What Would Clarke Hinkle and Bronko Nagurski Think of the Modern NFL?

Posted on April 10, 2011 by Dean Hybl

Clarke Hinkle played in an era before players wore facemasks and other protective padding.

If he were still alive today, you can bet that former NFL running back and Pro Football Hall of Fame member Clarke Hinkle would have some pretty terse things to say to both the players and owners in the current labor mess. Though Hinkle, who would have celebrated his 99th birthday on April 10th, passed away in 1988, words he wrote to me several years prior to his death are a great reminder of how different the NFL of today is from when he helped make the game popular in the 1930s.

As a teenager in the early 1980s, I sent letters to many former professional athletes expressing how much I thought of what they had done and asking for an autograph. Because this was in the days before autographs became such a big and lucrative business, I actually received many cards, pictures and letters back from former greats ranging from Otto Graham, Doak Walker and Bart Starr to Johnny Bench, Sparky Anderson and Happy Chandler.

In each letter I typically included a couple paragraphs talking about their career or something else that I thought was interesting.

In writing to Clarke Hinkle, I mentioned how I thought it was interesting that he had once been the NFL’s all-time rushing leader with 3,850 career yards. In fact, he held that honor from the time he retired in 1941 until being passed by Steve Van Buren in 1949. At the time I was writing to him, the record was held by Jim Brown with 12,312 yards and Walter Payton and Franco Harris were in competition to eclipse that total.

Usually what I received back from the athletes was a signed picture and occasionally a brief note or some other personal memorabilia (like a post card).

To my surprise, from Hinkle in addition to an autographed card I received a two page hand written letter in which he spent most of the time talking about how easy pro football players of the current era have it compared to players from his day. He said that the rushing records would be much less if those players had to play both ways (Hinkle played tailback and linebacker) and deal with players like Bronko Nagurski.

Bronko Nagurski was the most physical football player of his generation.

In case you aren’t familiar with Nagurski, he was the Dick Butkus or Ray Lewis of his era with a little Hulk Hogan thrown in for good measure. In addition to being a brutally physical football player, he was also a champion heavyweight wrestler.

Hinkle went on to talk about how the use of extra padding and other things have made it much easier for the modern athlete compared to when he and others were playing with little protective gear (their helmets didn’t even have facemasks).

While he was generally nice in his note, you could tell that he had been irritated by any unintentional suggestion that the game and players were better in the 1980s than during his era.

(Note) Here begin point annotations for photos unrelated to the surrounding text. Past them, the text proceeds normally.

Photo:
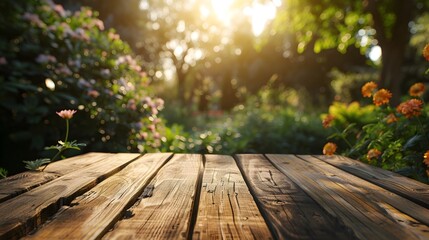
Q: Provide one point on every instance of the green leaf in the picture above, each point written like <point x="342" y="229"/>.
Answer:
<point x="414" y="142"/>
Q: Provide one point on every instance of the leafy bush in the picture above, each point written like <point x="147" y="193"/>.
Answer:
<point x="270" y="122"/>
<point x="392" y="138"/>
<point x="52" y="59"/>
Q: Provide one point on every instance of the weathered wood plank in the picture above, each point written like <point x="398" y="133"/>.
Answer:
<point x="29" y="210"/>
<point x="349" y="198"/>
<point x="94" y="213"/>
<point x="415" y="191"/>
<point x="291" y="213"/>
<point x="226" y="207"/>
<point x="165" y="208"/>
<point x="23" y="182"/>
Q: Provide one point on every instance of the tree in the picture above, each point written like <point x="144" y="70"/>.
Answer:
<point x="339" y="24"/>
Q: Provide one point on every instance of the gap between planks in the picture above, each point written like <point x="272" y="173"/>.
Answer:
<point x="95" y="212"/>
<point x="33" y="208"/>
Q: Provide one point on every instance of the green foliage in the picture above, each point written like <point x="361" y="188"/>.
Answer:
<point x="401" y="138"/>
<point x="269" y="122"/>
<point x="53" y="59"/>
<point x="3" y="173"/>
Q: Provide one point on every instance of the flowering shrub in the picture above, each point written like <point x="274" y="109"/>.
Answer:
<point x="53" y="59"/>
<point x="395" y="138"/>
<point x="60" y="147"/>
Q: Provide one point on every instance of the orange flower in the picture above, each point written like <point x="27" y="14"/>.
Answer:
<point x="368" y="89"/>
<point x="417" y="89"/>
<point x="381" y="97"/>
<point x="327" y="121"/>
<point x="426" y="52"/>
<point x="373" y="153"/>
<point x="329" y="148"/>
<point x="410" y="108"/>
<point x="391" y="118"/>
<point x="426" y="158"/>
<point x="66" y="114"/>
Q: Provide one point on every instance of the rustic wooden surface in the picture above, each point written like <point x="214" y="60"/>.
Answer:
<point x="191" y="196"/>
<point x="226" y="208"/>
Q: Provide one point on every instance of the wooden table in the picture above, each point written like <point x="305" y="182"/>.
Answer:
<point x="190" y="196"/>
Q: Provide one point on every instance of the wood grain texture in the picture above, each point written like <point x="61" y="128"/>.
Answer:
<point x="415" y="191"/>
<point x="165" y="208"/>
<point x="95" y="212"/>
<point x="226" y="207"/>
<point x="29" y="210"/>
<point x="14" y="185"/>
<point x="352" y="200"/>
<point x="291" y="213"/>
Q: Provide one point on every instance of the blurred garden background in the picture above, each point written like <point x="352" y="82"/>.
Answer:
<point x="213" y="76"/>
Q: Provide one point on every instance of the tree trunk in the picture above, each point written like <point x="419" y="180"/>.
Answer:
<point x="393" y="42"/>
<point x="391" y="76"/>
<point x="181" y="85"/>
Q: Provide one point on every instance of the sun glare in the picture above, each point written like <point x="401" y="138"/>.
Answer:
<point x="259" y="13"/>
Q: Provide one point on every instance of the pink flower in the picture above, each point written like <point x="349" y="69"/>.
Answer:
<point x="64" y="70"/>
<point x="93" y="93"/>
<point x="60" y="10"/>
<point x="43" y="58"/>
<point x="3" y="61"/>
<point x="99" y="24"/>
<point x="66" y="114"/>
<point x="34" y="19"/>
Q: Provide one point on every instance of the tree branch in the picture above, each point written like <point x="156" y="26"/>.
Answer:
<point x="371" y="6"/>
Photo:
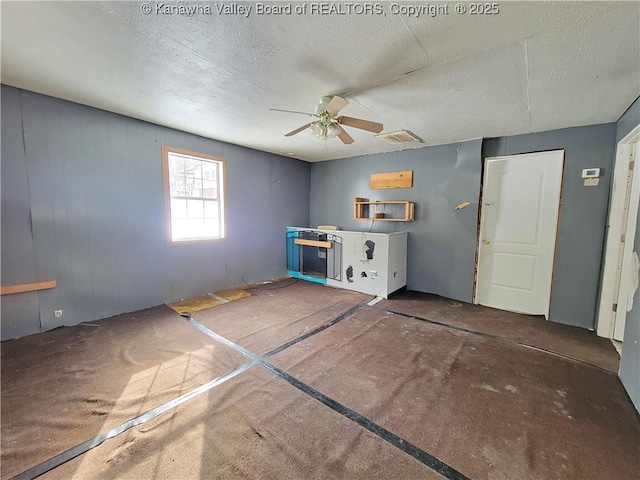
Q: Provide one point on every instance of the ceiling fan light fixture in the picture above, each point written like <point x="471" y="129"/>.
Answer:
<point x="318" y="129"/>
<point x="333" y="130"/>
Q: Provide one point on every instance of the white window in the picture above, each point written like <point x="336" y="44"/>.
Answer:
<point x="194" y="193"/>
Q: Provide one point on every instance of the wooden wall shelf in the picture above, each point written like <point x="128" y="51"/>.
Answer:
<point x="362" y="210"/>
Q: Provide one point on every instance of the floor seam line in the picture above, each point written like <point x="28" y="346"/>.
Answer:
<point x="84" y="447"/>
<point x="495" y="337"/>
<point x="410" y="449"/>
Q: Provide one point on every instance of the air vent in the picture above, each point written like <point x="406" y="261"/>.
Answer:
<point x="400" y="137"/>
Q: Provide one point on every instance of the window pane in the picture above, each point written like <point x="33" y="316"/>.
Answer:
<point x="193" y="168"/>
<point x="195" y="209"/>
<point x="178" y="208"/>
<point x="196" y="187"/>
<point x="199" y="216"/>
<point x="211" y="210"/>
<point x="212" y="227"/>
<point x="176" y="165"/>
<point x="177" y="186"/>
<point x="209" y="171"/>
<point x="210" y="189"/>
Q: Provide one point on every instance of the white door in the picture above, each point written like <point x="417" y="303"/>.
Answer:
<point x="627" y="267"/>
<point x="518" y="224"/>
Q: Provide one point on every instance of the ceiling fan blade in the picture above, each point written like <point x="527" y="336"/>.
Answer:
<point x="336" y="104"/>
<point x="345" y="137"/>
<point x="298" y="130"/>
<point x="374" y="127"/>
<point x="292" y="111"/>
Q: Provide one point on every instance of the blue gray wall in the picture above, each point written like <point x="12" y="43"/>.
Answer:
<point x="83" y="204"/>
<point x="583" y="214"/>
<point x="630" y="361"/>
<point x="442" y="240"/>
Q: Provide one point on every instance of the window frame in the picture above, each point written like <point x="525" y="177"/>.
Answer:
<point x="222" y="185"/>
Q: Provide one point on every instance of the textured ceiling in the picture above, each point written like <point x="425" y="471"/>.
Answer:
<point x="533" y="66"/>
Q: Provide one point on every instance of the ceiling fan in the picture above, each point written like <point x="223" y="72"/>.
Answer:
<point x="329" y="123"/>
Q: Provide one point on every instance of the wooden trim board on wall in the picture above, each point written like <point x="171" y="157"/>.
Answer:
<point x="402" y="179"/>
<point x="312" y="243"/>
<point x="27" y="287"/>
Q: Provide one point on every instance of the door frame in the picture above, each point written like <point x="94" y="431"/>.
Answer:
<point x="481" y="219"/>
<point x="606" y="316"/>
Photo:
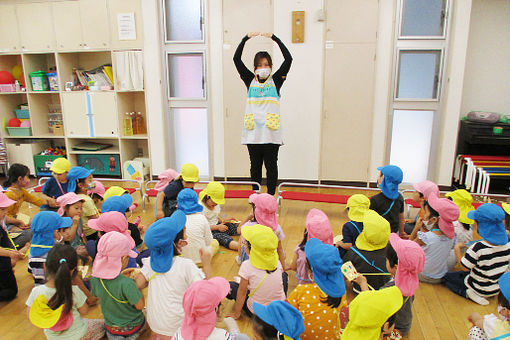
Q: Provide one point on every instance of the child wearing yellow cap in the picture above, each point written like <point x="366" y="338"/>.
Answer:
<point x="56" y="185"/>
<point x="187" y="179"/>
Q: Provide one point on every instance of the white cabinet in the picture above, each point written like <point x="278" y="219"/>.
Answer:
<point x="9" y="35"/>
<point x="35" y="24"/>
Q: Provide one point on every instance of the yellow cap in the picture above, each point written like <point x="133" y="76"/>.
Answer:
<point x="189" y="172"/>
<point x="114" y="191"/>
<point x="263" y="242"/>
<point x="369" y="311"/>
<point x="41" y="315"/>
<point x="375" y="234"/>
<point x="216" y="191"/>
<point x="358" y="205"/>
<point x="463" y="199"/>
<point x="60" y="165"/>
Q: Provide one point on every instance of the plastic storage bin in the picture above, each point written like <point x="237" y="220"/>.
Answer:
<point x="39" y="81"/>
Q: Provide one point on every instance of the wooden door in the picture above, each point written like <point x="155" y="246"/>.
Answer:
<point x="35" y="24"/>
<point x="96" y="27"/>
<point x="257" y="16"/>
<point x="67" y="25"/>
<point x="9" y="35"/>
<point x="349" y="74"/>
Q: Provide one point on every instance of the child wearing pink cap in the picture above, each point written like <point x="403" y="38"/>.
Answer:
<point x="121" y="300"/>
<point x="317" y="226"/>
<point x="436" y="237"/>
<point x="201" y="304"/>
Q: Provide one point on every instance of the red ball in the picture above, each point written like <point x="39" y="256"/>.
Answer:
<point x="14" y="122"/>
<point x="6" y="78"/>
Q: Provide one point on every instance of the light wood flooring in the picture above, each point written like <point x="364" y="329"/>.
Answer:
<point x="438" y="313"/>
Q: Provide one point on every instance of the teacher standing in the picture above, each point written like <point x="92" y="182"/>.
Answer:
<point x="262" y="133"/>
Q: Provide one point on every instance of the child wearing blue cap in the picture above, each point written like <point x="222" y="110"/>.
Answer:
<point x="320" y="302"/>
<point x="491" y="326"/>
<point x="390" y="203"/>
<point x="277" y="321"/>
<point x="485" y="261"/>
<point x="167" y="274"/>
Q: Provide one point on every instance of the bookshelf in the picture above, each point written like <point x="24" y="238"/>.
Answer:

As I think of Hinkle and the other pioneers of the 1920s, 30s and 40s who helped make the NFL the $9 billion dollar business that it has become today, I can’t help but think of just how frustrated he probably would be today at what has happened to the game he gave his blood and sweat to help build.

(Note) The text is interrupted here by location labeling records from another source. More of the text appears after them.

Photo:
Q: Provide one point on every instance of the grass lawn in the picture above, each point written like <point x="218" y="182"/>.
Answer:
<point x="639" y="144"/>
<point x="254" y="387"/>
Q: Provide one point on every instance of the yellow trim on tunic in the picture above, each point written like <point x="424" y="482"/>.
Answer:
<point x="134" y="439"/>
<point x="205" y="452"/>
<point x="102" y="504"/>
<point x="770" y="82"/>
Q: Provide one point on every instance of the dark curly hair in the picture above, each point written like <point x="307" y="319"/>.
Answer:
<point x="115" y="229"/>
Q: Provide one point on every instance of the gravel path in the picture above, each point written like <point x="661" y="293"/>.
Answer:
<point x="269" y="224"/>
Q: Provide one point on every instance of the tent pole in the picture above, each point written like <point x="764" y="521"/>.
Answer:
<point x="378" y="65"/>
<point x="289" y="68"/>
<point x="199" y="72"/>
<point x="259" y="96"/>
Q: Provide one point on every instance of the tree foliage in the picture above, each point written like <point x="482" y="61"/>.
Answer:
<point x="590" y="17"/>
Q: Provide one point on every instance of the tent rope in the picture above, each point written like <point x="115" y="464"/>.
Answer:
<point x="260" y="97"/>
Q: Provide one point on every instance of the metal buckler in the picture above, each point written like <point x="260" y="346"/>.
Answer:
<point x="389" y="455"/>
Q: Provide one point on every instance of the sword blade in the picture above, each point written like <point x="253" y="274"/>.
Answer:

While player safety is of utmost importance, Hinkle would probably find it funny that the players are now wearing all this equipment but yet get penalties for any kind of hit that is seen as being too violent. I’m betting he and Bronko Nagurski would have been racking up the fines if the game were treated the same way when they were playing.

As for the inability to split $9 billion, I could just see Hinkle and some of the other players from the early days trying to figure that one out.

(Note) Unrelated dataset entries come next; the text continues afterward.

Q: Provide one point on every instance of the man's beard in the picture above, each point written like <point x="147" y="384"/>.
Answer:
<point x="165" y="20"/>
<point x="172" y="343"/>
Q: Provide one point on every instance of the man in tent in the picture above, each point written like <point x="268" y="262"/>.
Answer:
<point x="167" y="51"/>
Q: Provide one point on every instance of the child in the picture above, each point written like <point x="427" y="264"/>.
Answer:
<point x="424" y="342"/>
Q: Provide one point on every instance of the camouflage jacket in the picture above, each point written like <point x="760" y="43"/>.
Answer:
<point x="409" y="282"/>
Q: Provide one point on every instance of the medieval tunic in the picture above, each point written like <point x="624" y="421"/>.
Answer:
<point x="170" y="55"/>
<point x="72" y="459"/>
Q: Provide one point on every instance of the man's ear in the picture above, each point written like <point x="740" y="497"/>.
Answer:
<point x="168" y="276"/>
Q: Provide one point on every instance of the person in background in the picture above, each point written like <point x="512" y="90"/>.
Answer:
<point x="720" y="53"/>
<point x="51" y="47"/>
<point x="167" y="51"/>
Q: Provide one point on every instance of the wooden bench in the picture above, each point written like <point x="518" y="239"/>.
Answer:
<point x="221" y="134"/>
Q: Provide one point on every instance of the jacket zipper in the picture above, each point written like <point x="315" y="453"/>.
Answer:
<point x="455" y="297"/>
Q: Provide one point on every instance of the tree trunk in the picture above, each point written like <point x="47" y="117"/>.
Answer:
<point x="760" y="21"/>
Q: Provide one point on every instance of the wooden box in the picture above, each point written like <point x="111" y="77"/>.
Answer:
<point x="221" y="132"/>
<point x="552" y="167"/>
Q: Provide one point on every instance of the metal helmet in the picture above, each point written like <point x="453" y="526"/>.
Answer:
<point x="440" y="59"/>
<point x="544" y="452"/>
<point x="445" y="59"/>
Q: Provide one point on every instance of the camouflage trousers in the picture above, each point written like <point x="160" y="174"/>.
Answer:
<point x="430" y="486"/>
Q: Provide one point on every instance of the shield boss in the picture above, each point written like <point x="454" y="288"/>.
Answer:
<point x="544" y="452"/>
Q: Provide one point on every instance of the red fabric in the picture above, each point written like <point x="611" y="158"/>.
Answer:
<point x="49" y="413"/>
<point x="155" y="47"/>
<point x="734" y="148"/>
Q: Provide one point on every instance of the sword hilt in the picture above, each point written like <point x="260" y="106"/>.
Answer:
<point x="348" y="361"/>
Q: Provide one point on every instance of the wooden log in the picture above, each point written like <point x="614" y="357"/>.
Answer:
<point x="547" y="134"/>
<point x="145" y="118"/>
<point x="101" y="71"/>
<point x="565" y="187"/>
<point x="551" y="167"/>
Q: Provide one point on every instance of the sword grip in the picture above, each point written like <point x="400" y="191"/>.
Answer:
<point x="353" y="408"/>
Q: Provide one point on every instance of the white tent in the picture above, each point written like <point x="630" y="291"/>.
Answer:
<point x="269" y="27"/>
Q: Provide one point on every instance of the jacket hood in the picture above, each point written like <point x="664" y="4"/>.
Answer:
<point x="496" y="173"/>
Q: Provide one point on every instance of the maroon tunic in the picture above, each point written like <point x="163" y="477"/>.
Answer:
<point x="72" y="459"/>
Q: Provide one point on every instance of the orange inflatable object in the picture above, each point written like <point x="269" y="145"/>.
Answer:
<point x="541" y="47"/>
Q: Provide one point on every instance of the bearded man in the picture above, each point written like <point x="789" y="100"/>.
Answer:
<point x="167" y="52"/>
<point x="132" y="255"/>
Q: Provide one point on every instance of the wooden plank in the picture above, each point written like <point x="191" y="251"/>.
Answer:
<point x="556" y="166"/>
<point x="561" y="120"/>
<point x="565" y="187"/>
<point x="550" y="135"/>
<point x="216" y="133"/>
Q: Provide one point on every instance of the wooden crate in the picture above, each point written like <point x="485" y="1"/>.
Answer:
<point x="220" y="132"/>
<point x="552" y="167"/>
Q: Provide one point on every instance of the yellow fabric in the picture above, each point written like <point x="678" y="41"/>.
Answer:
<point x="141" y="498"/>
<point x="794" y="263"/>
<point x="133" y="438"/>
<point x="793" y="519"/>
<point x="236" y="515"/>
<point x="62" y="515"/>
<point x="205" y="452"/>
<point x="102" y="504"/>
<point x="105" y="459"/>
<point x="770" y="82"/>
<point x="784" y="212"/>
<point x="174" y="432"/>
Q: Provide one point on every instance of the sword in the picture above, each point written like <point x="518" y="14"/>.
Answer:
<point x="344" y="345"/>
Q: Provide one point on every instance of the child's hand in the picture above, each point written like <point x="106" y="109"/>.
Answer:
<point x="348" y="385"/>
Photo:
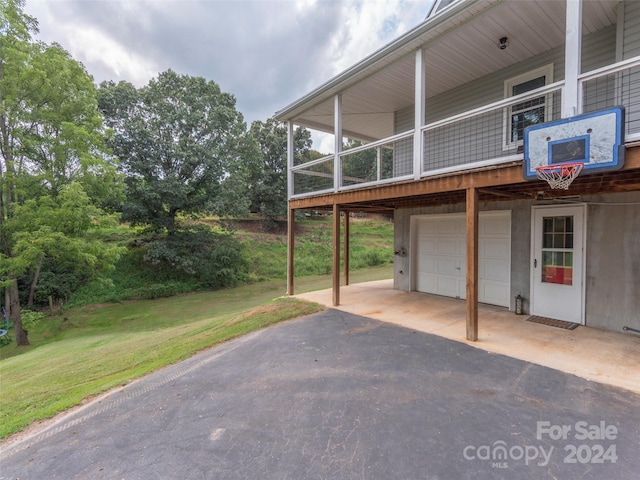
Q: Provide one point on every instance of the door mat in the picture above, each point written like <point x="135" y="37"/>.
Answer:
<point x="553" y="323"/>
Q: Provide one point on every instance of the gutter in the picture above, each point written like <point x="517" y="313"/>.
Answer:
<point x="440" y="19"/>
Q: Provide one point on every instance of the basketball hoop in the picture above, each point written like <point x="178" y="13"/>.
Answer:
<point x="560" y="175"/>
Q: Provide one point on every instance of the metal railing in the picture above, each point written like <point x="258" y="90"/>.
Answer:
<point x="483" y="136"/>
<point x="314" y="177"/>
<point x="390" y="159"/>
<point x="487" y="135"/>
<point x="614" y="85"/>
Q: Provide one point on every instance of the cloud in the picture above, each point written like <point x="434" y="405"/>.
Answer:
<point x="265" y="52"/>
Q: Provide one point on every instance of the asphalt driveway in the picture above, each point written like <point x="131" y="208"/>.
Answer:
<point x="338" y="396"/>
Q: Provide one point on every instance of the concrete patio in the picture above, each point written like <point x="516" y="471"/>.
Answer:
<point x="601" y="356"/>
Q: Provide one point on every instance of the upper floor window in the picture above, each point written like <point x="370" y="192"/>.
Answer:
<point x="529" y="112"/>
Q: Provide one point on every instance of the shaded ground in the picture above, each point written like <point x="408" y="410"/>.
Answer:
<point x="340" y="396"/>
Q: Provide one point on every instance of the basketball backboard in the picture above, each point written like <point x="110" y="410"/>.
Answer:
<point x="595" y="139"/>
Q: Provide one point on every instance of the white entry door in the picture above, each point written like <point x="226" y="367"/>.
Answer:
<point x="440" y="255"/>
<point x="558" y="263"/>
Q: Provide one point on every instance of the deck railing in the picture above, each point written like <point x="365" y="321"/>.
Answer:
<point x="483" y="136"/>
<point x="615" y="85"/>
<point x="388" y="160"/>
<point x="487" y="135"/>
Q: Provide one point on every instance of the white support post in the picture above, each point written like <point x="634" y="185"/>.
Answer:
<point x="571" y="105"/>
<point x="419" y="99"/>
<point x="337" y="129"/>
<point x="290" y="159"/>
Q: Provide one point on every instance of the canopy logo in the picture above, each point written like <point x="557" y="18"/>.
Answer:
<point x="499" y="453"/>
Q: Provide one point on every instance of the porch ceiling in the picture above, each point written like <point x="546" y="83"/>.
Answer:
<point x="495" y="183"/>
<point x="456" y="52"/>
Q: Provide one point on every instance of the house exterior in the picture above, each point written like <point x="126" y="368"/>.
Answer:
<point x="444" y="112"/>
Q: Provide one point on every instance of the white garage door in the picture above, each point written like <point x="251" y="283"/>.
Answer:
<point x="440" y="256"/>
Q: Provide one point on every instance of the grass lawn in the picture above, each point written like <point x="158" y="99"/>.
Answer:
<point x="94" y="348"/>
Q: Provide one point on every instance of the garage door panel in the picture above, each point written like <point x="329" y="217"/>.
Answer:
<point x="448" y="286"/>
<point x="426" y="283"/>
<point x="448" y="265"/>
<point x="449" y="246"/>
<point x="441" y="256"/>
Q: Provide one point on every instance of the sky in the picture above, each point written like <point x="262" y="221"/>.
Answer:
<point x="267" y="53"/>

The man who Hinkle passed to become the NFL’s all-time rushing leader, Cliff Battles, walked away from the Washington Redskins and the NFL following the 1937 season because team owner George Preston Marshall refused to increase his salary from $3,000 (his salary during all six of his NFL seasons) despite twice winning the NFL rushing title and leading the team to their first-ever NFL title.

While I suspect that Hinkle, Battles and others wouldn’t have much sympathy for the owners, I also suspect they wouldn’t be too pleased with the players either in this fight over control of a large fortune.

I suspect that there solution would be to get everyone into a room and make sure both sides recognized just how great they have it compared to the old days. The owners and current players have all become rich due to the sacrifices of those who have come before them.

Instead of squabbling over the golden goose, both sides would be much better served to remember that when Hinkle, Battles, Nagurski and others were building the NFL in the 1930s the most popular spectator sports in the United States were boxing and horse racing.

There is no guarantee that just because football is king today that it will always stay on top. Instead of fighting over how to split obscene amounts of revenue, they should be working together to ensure that the sport that was built on the backs of pioneers nearly a hundred years ago is on firm ground and ready for another hundred years of success.